Disagreement decider
Live demo 2: see the permission ladder
Drag a scope up or down the tier ladder. Pinned scopes stay where they are — pulling them up triggers a refusal. This is the same data structure your real agent uses; the visualization makes the invariants obvious.
Permission ladder · drag to reassign
↑ Click a scope to promote one tier; right-click (or shift-click) to demote. Pinned scopes refuse promotion.
Live demo 3: does your refusal land as care or as obstacle?
Paste a refusal you might ship. The scorer checks for: apology count, presence of redirect, presence of follow-up question, length. Real refusals score 4/5 or higher.
Refusal scorer
What makes this hard
The hardest single move is keeping spend_money and delete_photos pinned at SUGGEST forever. Users will ask for upgrades. They'll find it annoying. Hold the line. Some scopes never become agent-level decisions, no matter how much the user trusts the agent. That hard rule, codified in the YAML, is the spine of the whole project.

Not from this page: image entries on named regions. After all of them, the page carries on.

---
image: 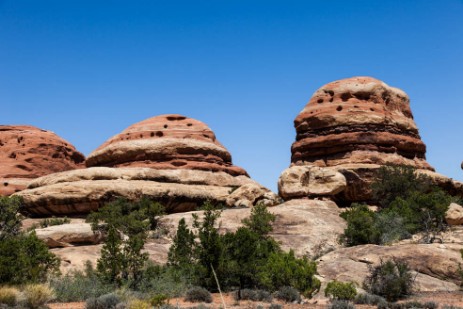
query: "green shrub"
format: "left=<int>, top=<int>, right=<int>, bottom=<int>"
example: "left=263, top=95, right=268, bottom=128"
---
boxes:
left=341, top=166, right=454, bottom=246
left=87, top=197, right=163, bottom=287
left=85, top=293, right=120, bottom=309
left=341, top=203, right=381, bottom=246
left=0, top=287, right=19, bottom=307
left=275, top=286, right=301, bottom=303
left=150, top=294, right=169, bottom=307
left=325, top=280, right=357, bottom=300
left=128, top=299, right=152, bottom=309
left=259, top=250, right=320, bottom=297
left=328, top=300, right=355, bottom=309
left=364, top=260, right=413, bottom=301
left=49, top=261, right=116, bottom=302
left=233, top=289, right=272, bottom=302
left=354, top=293, right=387, bottom=306
left=23, top=284, right=54, bottom=309
left=185, top=286, right=212, bottom=303
left=0, top=197, right=59, bottom=284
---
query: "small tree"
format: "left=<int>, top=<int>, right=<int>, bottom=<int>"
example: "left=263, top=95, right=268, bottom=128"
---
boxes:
left=87, top=197, right=164, bottom=285
left=325, top=280, right=357, bottom=301
left=259, top=250, right=320, bottom=297
left=0, top=197, right=59, bottom=284
left=167, top=218, right=195, bottom=268
left=364, top=260, right=414, bottom=301
left=193, top=203, right=224, bottom=289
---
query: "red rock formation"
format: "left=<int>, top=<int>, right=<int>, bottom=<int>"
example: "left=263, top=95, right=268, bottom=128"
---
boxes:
left=0, top=125, right=85, bottom=195
left=86, top=115, right=247, bottom=176
left=291, top=77, right=433, bottom=170
left=17, top=115, right=280, bottom=216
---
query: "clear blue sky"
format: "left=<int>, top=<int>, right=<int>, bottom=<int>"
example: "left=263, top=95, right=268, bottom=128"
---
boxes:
left=0, top=0, right=463, bottom=190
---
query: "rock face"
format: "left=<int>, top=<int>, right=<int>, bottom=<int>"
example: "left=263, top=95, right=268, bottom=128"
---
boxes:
left=46, top=199, right=346, bottom=272
left=279, top=77, right=463, bottom=203
left=0, top=125, right=85, bottom=195
left=445, top=203, right=463, bottom=225
left=85, top=115, right=247, bottom=176
left=18, top=115, right=280, bottom=216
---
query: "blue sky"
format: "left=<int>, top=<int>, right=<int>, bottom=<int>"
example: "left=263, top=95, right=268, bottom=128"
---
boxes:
left=0, top=0, right=463, bottom=190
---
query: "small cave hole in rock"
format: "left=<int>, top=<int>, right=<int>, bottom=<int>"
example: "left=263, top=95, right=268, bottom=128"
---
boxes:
left=167, top=116, right=186, bottom=121
left=341, top=92, right=352, bottom=102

The second hard thing is writing refusals that feel like care, not like obstacles. "I won't do this because…" is care. "I cannot do that" is an obstacle. Real users hate obstacles and tolerate care. Tune the language until it lands as care. Read it out loud — if it sounds robotic, rewrite.
Self-check before you ship
- Five tiers defined; six disagreement scenarios written out.
- At least three scopes pinned at SUGGEST forever, with reasons documented.
- The decision engine has tests for: pinned refusal, state override, regret pattern, default tier action.
- The three response modes (refuse / pause / side-by-side) are implemented and templated.
- One log entry shows the user thanking the agent for refusing them.
- The user has read both YAML files (on paper) and confirmed the rules.
Push further · for the harder end of 15+
Permission tiers are real software architecture. Here's where it becomes a research project.
- Add a learning loop for the regret rate. Right now the regret rate is computed from past audit logs. Make it active: every Sunday, ask the user "did anything I did this week make you wish I hadn't?" The "regretted" tag updates the rate. Over weeks, the agent's behavior should drift to be more conservative on scopes the user actually regrets, more permissive on scopes they don't.
- Build the policy diff for upgrades. When the user wants to promote
send_email_as_momfrom SHADOW to ASSIST, generate a clear "what's about to change" diff: "Today, the agent only drafts. After this change, the agent will draft AND send when you tap OK. The agent will still never send without your tap. Promote?" This is the same UX pattern as iOS permission prompts. - Open-source the engine + spec. The disagreement engine is a generic pattern. Extract it into a tiny library (
npm install human-in-the-loop-engine). Write a clear README. Make it work for any agent, not just yours. Publish. The first kid in your school whose name is on a real npm package is having a different conversation.